Python中的隨機取樣和概率分佈(一)

orion發表於2021-12-05

原文網址 : https://www.cnblogs.com/orion-orion/p/15647408.html

Python（包括其包Numpy）中包含了了許多概率演算法，包括基礎的隨機取樣以及許多經典的概率分佈生成。我們這個系列介紹幾個在機器學習中常用的概率函式。先來看最基礎的功能——隨機取樣。

1. `random.choice`

如果我們只需要從序列裡採一個樣本（所有樣本等概率被採），只需要使用random.choice即可：

import random
res1 = random.choice([0, 1, 2, 3, 4])
print(res1) # 3

2. `random.choices`（有放回）

當然，很多時候我們不只需要採一個數，而且我們需要設定序列中每一項被採的概率不同。此時我們可以採用random.random.choices函式, 該函式用於有放回的（即一個資料項可以被重複採多次）對一個序列進行取樣。其函式原型如下：

random.choices(population, weights=None, *, cum_weights=None, k=1)

population: 欲取樣的序列
weights: 每個樣本被賦予的權重（又稱相對權重），決定每個樣本被採的概率，如[10, 0, 30, 60, 0]
cum_weights: 累積權重，相對權重[10, 0, 30, 60, 0]相當於累積權重[10, 10, 40, 100, 100]

我們從[0, 1, 2, 3, 4]中按照相對權重取樣3個樣本如下:

res2 = random.choices([0, 1, 2, 3, 4], weights=[10, 0, 30, 60, 0], k=3)
# 注意population不是關鍵字引數，在函式呼叫時不能寫成population=[0,1,2,3,4]來傳參
# 關於關鍵字引數和位置引數，可以參看我的部落格《Python技法2：函式引數的進階用法》https://www.cnblogs.com/orion-orion/p/15647408.html
print(res2) # [3, 3, 2]

從[0, 1, 2, 3, 4]中按照累積權重取樣3和樣本如下：

res3 = random.choices([0, 1, 2, 3, 4], cum_weights=[10, 10, 40, 100, 100], k=3)
print(res3) # [0, 3, 3]

注意，相對權重weights和累計權重cum_weights不能同時傳入，否則會報TypeError異常'Cannot specify both weights and cumulative weights'。

3. `numpy.sample`(無放回)

random.sample是無放回，如果我們需要無放回取樣（即每一項只能採一次），那我們需要使用random.sample。需要注意的是，如果使用該函式，將無法定義樣本權重。該函式原型如下：

random.sample(population, k, *, counts=None)¶

population: 欲取樣的序列
k: 取樣元素個數
counts: 用於population是可重複集合的情況，定義集合元素的重複次數。sample(['red', 'blue'], counts=[4, 2], k=5)等價於sample(['red', 'red', 'red', 'red', 'blue', 'blue'], k=5)

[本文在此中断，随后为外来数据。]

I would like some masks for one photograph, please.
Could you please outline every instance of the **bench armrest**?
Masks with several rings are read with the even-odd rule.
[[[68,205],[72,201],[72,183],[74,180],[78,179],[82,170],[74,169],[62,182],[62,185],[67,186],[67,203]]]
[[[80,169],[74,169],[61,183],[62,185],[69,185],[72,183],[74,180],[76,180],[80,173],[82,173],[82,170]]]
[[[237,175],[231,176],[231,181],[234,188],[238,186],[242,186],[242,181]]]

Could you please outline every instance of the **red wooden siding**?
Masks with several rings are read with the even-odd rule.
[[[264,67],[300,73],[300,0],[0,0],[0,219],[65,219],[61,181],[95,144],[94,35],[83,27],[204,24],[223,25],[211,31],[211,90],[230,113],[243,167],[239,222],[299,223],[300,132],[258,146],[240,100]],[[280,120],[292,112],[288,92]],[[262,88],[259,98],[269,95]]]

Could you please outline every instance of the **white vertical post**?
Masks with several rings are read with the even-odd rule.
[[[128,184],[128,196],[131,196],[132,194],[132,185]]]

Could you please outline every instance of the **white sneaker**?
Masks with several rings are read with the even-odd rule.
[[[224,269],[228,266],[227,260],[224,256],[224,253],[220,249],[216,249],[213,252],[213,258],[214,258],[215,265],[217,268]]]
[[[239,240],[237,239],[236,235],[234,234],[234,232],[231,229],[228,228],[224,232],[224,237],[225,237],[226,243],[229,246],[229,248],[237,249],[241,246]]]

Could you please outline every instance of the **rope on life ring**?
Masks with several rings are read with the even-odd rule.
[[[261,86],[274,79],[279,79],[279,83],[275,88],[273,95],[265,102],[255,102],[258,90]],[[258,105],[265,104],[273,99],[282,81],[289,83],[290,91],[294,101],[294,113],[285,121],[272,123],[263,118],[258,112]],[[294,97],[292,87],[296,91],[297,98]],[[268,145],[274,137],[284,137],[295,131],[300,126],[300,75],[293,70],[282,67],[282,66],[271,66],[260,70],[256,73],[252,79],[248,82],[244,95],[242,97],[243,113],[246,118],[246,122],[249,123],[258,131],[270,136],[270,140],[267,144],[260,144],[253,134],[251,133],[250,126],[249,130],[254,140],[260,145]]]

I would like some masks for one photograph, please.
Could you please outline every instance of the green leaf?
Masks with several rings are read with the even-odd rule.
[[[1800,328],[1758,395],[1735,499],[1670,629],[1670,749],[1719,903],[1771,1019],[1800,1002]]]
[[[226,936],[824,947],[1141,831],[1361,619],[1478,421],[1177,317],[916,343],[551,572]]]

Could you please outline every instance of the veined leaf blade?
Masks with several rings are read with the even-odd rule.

我們無放回地對序列[0, 1, 2, 3, 4]取樣3次如下：

res3 = random.sample([0, 1, 2, 3, 4], k=3)
print(res3) # [3, 2, 1]

無放回地對可重複集合[0, 1, 1, 2, 2, 3, 3, 4]取樣3次如下：

res4 = random.sample([0, 1, 2, 3, 4], k=3, counts=[1, 2, 2, 2, 1])
print(res4) # [3, 2, 2]

如果counts長度和population序列長度不一致，會丟擲異常ValueError:"The number of counts does not match the population"。

4.`rng.choices` 和 `rng.sample`

還有一種有放回取樣實現方法是我在論文^[1]的程式碼^[2]中學習到的。即先定義一個隨機數生成器，再呼叫隨機數生成器的choices方法或sample方法，其使用方法和random.choice/random.sample函式相同。

rng_seed = 1234
rng = random.Random(rng_seed)
res5 = rng.choices(
     population=[0,1,2,3,4],
     weights=[0.1, 0, 0.3, 0.6, 0],
     k=3,
)
print(res5) # [3, 3, 0]

res6 = rng.sample(
     population=[0, 1, 2, 3, 4],
     k=3,
)
print(res6) # [4, 0, 2]

這兩個函式在論文^[1]的實現程式碼^[2]中用來隨機選擇任務節點client：

 def sample_clients(self):
        """
        sample a list of clients without repetition

        """
        rng_seed = (seed if (seed is not None and seed >= 0) else int(time.time()))
        self.rng = random.Random(rng_seed)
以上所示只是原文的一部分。